The Only Pirate at the Party, by Lindsey Stirling and Brooke S. Passey

Genres: Non-fiction, Biography

Rating: ✮✮✮✮

If you want to find me in a club, look for the sexiest girl in the room. Then turn slightly to the left, and you will see me dancing much faster and harder than her.

I’m not going to pretend like I’m one of Lindsey’s biggest fans, because I’m not. I do love her music, though, and I think she’s extremely talented. I’ve wanted to read her biography since I heard about it, too, because I knew that Lindsey was one of those people that have a heart three sizes too big.

The Only Pirate at the Party is a fun, entertaining journey from Lindsey’s adolescence to her success as a performer. I loved how honest she was about who she is, even about her faults. Plus, this book is one of the few that made me laugh. I don’t mean that it made me chuckle—I mean I literally laughed, the kind when you’re taking a big drink while someone tells you a joke. I’ve included a couple of my favorite passages:

I’d always imagined having a brother would entail living with a cool best friend who doubles as a yardman and sets up my tent on camping trips. Now, I just picture that monkey on YouTube that pees in his own mouth.

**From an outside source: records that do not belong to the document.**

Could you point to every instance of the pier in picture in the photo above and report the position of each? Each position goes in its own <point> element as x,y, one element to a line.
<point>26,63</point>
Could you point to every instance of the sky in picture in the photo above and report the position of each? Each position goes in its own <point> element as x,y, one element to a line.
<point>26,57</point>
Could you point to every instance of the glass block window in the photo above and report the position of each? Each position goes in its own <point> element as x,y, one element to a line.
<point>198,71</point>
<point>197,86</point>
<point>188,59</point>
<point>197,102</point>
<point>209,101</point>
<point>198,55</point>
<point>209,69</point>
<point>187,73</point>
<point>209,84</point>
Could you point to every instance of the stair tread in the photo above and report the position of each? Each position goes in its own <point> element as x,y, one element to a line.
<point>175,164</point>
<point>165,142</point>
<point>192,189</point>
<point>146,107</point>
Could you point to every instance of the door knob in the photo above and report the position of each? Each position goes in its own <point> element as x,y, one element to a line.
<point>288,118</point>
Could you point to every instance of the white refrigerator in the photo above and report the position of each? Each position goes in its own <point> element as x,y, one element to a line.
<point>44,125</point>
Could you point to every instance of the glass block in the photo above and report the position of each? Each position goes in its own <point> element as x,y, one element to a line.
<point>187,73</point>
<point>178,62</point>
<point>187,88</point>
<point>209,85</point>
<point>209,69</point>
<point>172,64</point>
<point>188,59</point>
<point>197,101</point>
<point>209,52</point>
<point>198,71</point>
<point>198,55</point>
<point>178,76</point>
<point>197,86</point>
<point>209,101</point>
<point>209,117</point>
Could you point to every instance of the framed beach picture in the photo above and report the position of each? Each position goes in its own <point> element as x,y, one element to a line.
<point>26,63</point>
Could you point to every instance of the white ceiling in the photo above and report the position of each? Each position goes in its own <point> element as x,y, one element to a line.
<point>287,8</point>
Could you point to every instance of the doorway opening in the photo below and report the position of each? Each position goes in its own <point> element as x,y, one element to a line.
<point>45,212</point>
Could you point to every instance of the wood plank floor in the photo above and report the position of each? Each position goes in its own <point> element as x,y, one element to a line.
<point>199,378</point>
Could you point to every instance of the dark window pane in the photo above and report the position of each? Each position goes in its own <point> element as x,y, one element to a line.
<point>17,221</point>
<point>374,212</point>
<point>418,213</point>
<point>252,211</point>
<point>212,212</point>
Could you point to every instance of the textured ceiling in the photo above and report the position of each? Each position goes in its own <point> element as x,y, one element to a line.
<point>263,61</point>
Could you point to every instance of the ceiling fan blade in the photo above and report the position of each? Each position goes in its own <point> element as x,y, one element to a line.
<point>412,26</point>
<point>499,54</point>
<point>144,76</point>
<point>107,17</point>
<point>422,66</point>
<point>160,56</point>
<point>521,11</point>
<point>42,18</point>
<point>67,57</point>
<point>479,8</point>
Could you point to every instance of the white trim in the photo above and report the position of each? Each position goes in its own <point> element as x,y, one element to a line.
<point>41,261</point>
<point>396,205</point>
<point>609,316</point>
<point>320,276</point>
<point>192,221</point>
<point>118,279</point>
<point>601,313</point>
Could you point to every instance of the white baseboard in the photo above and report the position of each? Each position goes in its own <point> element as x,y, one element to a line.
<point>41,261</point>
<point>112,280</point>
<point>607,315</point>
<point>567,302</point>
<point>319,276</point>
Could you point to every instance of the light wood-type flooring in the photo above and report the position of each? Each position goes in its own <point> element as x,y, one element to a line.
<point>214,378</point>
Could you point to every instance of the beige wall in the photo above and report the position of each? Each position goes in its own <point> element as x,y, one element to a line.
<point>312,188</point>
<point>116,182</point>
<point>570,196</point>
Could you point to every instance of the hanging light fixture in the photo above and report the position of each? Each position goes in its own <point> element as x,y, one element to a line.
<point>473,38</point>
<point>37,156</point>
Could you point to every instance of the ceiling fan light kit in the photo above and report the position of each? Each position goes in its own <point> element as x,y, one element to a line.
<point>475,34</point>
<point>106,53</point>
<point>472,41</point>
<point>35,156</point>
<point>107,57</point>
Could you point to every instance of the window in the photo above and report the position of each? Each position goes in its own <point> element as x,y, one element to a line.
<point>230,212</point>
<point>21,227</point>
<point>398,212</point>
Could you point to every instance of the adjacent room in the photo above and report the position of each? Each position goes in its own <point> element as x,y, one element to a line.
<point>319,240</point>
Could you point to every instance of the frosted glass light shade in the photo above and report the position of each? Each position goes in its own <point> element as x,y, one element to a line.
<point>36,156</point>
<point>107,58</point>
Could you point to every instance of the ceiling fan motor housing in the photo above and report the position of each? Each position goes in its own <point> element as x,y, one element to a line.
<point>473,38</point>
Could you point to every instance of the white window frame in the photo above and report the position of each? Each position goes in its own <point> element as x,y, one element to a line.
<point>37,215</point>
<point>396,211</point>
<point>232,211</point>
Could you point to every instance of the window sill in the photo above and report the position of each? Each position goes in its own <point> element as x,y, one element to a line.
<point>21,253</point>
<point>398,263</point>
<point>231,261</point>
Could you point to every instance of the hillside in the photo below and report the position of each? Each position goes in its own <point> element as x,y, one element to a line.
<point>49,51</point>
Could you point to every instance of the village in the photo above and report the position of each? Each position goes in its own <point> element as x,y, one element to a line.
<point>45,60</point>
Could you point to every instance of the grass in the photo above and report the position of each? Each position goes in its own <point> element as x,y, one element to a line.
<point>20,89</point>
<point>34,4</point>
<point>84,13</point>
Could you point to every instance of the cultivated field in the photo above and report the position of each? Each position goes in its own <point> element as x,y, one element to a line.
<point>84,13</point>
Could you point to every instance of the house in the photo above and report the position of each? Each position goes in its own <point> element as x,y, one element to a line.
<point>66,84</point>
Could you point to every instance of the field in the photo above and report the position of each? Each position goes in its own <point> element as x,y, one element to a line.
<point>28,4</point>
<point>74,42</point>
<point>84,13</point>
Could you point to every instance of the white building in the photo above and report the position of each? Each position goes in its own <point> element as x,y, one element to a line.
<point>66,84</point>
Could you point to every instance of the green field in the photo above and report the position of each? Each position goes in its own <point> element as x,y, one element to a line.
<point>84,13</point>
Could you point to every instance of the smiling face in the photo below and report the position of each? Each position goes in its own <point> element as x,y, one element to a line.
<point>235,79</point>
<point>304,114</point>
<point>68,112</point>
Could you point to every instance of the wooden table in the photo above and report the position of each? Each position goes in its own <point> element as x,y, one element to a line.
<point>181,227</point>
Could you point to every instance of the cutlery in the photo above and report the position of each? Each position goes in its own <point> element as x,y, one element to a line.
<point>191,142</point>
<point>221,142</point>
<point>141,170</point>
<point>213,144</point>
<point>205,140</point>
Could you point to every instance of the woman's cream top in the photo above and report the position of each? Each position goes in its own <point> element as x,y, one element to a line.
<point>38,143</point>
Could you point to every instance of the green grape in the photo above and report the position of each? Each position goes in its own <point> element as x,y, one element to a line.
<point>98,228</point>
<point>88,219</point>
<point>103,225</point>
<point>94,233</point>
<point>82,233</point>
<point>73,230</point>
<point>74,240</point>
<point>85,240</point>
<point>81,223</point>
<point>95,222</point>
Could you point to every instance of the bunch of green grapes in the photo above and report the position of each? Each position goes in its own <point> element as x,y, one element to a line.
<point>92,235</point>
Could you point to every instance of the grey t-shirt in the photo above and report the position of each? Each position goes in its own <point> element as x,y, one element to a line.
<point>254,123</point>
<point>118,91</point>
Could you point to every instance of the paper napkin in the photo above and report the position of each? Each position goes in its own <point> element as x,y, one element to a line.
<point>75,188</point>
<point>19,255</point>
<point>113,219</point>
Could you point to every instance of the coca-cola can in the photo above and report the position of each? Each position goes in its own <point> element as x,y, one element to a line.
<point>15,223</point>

I think college is a lot like childbirth. I’ve never pushed a baby out myself, but I hear it’s comparable to doing squats over a pile of flaming swords.

Of course, I had to be reading this in the middle of my Chemistry class, so everyone got to see me clutching my sides while I guffawed into the table.

Her biography isn’t just funny jokes, though. She was also so open about her struggles with her eating disorder, and I loved how she explained it: it’s not just skipping meals, it’s this constant mental struggle with yourself, and it’s almost like there’s another person inside of you that’s bullying you around. Her stories about her lack of self-confidence felt earnest and real. In this book, she doesn’t feel like a celebrity at all, and that’s exactly what she’s getting at.

All in all, a very compelling biography about a very compelling individual.